PC Reviews

Her Story Review

As a video game director, Sam Barlow has a short but impressive record, having worked on games such as Silent Hill: Shattered Memories and Aisle. He is arguably a master of the narrative art form. His latest creation, Her Story, is a game where players go back through an archaic looking police database and try to piece together the story of a woman, who was the only source of information on her missing husband, Simon.

The gameplay here is very simple. You are tasked with searching through a police database for clips of an interview conducted in 1994 for a missing man named Simon. The player has to search for keywords to find more video clips and to gradually piece the story, her story, together.

While this might sound boring to some, the story is powerful enough to draw you in almost immediately. The suspect is played by actress Viva Seifert, who does an excellent job in every single short FMV you pull up.

From the get-go it’s clear that a lot of thought went into the writing. Being an FMV-based game, it is up to the player to discover everything by picking up keywords, names, locations and clues. There are little breadcrumbs scattered all over the proverbial carpet and you’ll spend your time picking them up with your bare hands and grumbling. The nice thing is, each breadcrumb has a fascinating little story to tell. It harkens back to that innate desire in a lot of players when it comes to wanting to solve a mystery. People may disagree as to whether or not Her Story is truly a detective game, but it certainly does satisfy that desire. The dialogue delivered by Viva is especially good at catching the attention of the observant, with a few lines that made me anxious to dig deeper. Looking around the desktop and database programs of the computer also have a few cute little Easter eggs, which encourage you to engage with your surroundings to your heart’s content.

Each video clip is typically less than thirty seconds long, so that it never feels like much of a grind and doesn’t bog the player down in excessive dialogue. As much praise as could be lauded upon the actress, the best element of her performance was how absolutely real she seemed. The dialogue, her expressions, movement and mannerisms never felt like someone who hadn’t quite learned how to converse like a human (as can often be the case in video game characterisation). Viva Seifert is incredibly convincing, offering the kind of immersive quality that makes Her Story a unique experience.

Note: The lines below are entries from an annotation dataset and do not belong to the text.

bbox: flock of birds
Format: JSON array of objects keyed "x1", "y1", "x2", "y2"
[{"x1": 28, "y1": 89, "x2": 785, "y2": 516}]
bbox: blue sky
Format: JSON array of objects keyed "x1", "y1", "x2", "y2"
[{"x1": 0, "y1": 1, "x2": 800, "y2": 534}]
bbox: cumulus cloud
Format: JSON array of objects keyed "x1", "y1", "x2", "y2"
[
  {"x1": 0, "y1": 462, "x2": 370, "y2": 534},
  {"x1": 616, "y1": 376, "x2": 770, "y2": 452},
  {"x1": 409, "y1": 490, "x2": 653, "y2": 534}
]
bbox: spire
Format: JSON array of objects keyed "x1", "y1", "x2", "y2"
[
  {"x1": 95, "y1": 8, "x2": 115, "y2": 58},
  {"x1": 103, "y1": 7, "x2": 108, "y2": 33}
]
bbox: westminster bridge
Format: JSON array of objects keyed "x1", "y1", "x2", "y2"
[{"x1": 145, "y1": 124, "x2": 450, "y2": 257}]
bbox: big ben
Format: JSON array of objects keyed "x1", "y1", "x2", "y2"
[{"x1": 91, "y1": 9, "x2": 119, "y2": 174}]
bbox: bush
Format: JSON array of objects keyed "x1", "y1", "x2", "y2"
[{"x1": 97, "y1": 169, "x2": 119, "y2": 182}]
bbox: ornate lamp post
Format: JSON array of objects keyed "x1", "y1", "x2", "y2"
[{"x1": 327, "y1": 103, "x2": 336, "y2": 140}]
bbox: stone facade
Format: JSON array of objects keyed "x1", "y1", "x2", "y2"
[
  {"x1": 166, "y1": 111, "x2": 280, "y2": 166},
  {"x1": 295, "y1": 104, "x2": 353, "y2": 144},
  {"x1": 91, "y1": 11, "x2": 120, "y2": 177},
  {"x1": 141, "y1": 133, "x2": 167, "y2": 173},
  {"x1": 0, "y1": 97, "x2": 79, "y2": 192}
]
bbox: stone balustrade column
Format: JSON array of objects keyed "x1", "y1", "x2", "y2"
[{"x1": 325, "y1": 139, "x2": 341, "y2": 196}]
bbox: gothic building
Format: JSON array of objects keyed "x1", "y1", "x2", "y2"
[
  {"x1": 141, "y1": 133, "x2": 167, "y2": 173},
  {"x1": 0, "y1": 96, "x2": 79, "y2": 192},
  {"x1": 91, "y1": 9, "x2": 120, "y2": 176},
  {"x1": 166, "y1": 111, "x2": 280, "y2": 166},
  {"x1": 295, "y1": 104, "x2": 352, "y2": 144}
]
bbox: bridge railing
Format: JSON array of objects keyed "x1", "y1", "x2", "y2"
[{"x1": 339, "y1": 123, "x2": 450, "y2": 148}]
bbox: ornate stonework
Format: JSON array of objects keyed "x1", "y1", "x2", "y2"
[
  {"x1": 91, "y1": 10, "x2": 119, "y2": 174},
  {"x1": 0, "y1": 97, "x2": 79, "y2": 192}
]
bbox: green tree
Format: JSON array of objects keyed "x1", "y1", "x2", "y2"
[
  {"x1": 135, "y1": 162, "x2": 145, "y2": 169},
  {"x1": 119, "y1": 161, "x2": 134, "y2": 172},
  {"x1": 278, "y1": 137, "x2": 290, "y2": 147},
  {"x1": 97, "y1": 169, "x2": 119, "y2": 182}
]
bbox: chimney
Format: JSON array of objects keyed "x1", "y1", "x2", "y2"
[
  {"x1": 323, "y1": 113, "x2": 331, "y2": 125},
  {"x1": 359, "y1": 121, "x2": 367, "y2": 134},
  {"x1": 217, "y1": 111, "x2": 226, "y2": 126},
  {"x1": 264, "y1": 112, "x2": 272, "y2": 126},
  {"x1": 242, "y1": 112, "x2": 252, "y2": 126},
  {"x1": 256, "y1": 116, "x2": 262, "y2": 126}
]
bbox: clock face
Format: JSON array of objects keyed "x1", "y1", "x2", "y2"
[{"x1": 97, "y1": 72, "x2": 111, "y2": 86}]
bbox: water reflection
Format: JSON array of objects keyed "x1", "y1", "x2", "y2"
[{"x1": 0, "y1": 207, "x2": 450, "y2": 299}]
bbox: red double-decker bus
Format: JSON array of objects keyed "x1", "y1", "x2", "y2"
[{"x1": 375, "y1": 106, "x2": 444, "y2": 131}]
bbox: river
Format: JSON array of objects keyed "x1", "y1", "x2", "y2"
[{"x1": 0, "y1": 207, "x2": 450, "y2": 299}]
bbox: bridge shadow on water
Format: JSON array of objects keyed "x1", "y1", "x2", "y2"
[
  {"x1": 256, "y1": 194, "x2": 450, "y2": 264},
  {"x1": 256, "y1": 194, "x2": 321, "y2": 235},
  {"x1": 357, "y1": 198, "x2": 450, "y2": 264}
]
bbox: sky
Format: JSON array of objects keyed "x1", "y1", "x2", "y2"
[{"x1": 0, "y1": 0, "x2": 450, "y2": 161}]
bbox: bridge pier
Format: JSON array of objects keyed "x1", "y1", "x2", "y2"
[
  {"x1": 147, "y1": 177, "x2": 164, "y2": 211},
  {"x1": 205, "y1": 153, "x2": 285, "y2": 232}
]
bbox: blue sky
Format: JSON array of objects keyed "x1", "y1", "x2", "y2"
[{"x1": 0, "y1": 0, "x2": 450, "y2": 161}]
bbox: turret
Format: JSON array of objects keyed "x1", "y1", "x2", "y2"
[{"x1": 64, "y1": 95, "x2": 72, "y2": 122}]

The length of the game is ultimately in the hands of the player. Depending on your perception and observation, it might be relatively easy to blast through Her Story quickly, or it might take longer depending on how methodical you are. The game will provide a cue eventually when the player has met certain requirements to “reveal” the ending, of sorts. I personally do not want to spoil the game, the twist or anything to do with the story. Unfortunately, because Her Story is, well, a story driven game, that makes it a bit difficult to discuss or review without spoiling it.

Surprise game!

What can be said however is this: This game is an experience, similar to how The Vanishing of Ethan Carter felt like an experience. There is an argument that the gameplay of Her Story is virtually non-existent and that it takes a backseat to the story. However, some games still work well as an overall experience, despite missing those elements that could be considered game-like. Some of these types of games work, some don’t, in the same manner that there are good and bad experiences. However, for its low price on Steam, Her Story is an experience that is easily recommended for anyone looking for something different. It uses FMVs to its advantage, the story is well-crafted and interesting and, overall, it gives players the chance to derive their own conclusions and what they can take away from the experience.

Her Story is an experience and I personally found it to be a very positive one. For those who are curious, the price is fair and it was brought to us by a legend. Make your own conclusions and piece together her story; simple, or complex, as that.

Are you experienced?

A legend delivers a narrative that is an experience more than it is a game.